Nos anos mais recentes, cerca de 71% das compras de habitação são feitas por estrangeiros, 40% em valor, segundo os dados da Confidencial Imobiliário. Dando este contexto, não deixou de realçar um cenário em que “temos um copo meio cheio ou meio vazio: os centros são muito atrativos para o investimento internacional, podemos ver isso como uma vantagem ou desvantagem”, acrescentou ainda.

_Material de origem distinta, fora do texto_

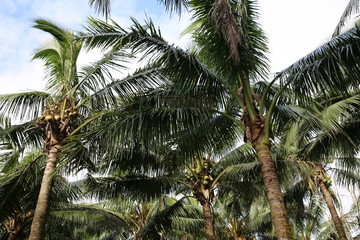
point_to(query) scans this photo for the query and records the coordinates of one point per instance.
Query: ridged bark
(38, 224)
(209, 228)
(334, 215)
(279, 216)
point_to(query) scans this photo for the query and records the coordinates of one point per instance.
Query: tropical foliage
(196, 143)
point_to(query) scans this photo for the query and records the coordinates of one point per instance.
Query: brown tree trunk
(279, 216)
(38, 224)
(334, 215)
(209, 229)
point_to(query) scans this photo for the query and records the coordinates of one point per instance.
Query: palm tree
(54, 115)
(231, 52)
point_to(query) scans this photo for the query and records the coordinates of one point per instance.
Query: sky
(294, 28)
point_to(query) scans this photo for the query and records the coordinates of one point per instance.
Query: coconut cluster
(199, 176)
(55, 114)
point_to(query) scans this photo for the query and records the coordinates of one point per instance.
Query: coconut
(48, 117)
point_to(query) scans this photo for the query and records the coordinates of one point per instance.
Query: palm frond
(23, 106)
(331, 66)
(351, 8)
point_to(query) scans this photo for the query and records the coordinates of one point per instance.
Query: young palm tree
(54, 115)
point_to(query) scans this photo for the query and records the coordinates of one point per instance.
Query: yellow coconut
(48, 117)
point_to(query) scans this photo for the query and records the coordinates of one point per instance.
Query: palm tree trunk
(279, 216)
(39, 220)
(12, 236)
(209, 229)
(334, 215)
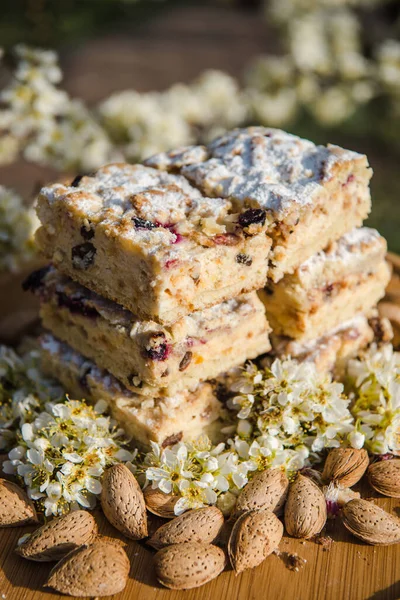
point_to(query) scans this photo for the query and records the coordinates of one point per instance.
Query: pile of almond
(196, 547)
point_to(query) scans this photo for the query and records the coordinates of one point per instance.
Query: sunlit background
(126, 78)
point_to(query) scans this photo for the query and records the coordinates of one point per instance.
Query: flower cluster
(63, 453)
(23, 392)
(17, 226)
(143, 124)
(289, 413)
(41, 121)
(374, 380)
(199, 472)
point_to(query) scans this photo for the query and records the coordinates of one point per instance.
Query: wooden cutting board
(348, 570)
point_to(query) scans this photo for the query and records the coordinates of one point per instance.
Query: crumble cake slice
(311, 194)
(149, 358)
(332, 351)
(347, 278)
(165, 420)
(151, 241)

Cooperativas de habitação são uma das soluções propostas pela Câmara de Lisboa 

Presente também na conferência, Filipa Roseta, vereadora da Habitação da Câmara Municipal de Lisboa, destacou a importância de apostar na reabilitação urbana. “A Câmara de Lisboa tem muita propriedade vazia e muitos lotes por reabilitar. Estamos a fazer um esforço descomunal para que o património da câmara não esteja a contribuir para a degradação da cidade. Estamos a aproveitar o PRR para todo aquele que é o nosso património, mas estamos a desenhar programas para convidar parceiros a entrarem connosco neste esforço brutal que é a habitação”. A vereadora convidou todos os presentes no auditório “a ler a nossa Carta Municipal da Habitação online, onde temos um mapa muito detalhado de tudo”. No que aos instrumentos municipais diz respeito, Filipa Roseta destacou o programa de cooperativas, afirmando que “já temos 5 terrenos praticamente sem habitações e se funcionar a primeira vamos multiplicar por muitas”.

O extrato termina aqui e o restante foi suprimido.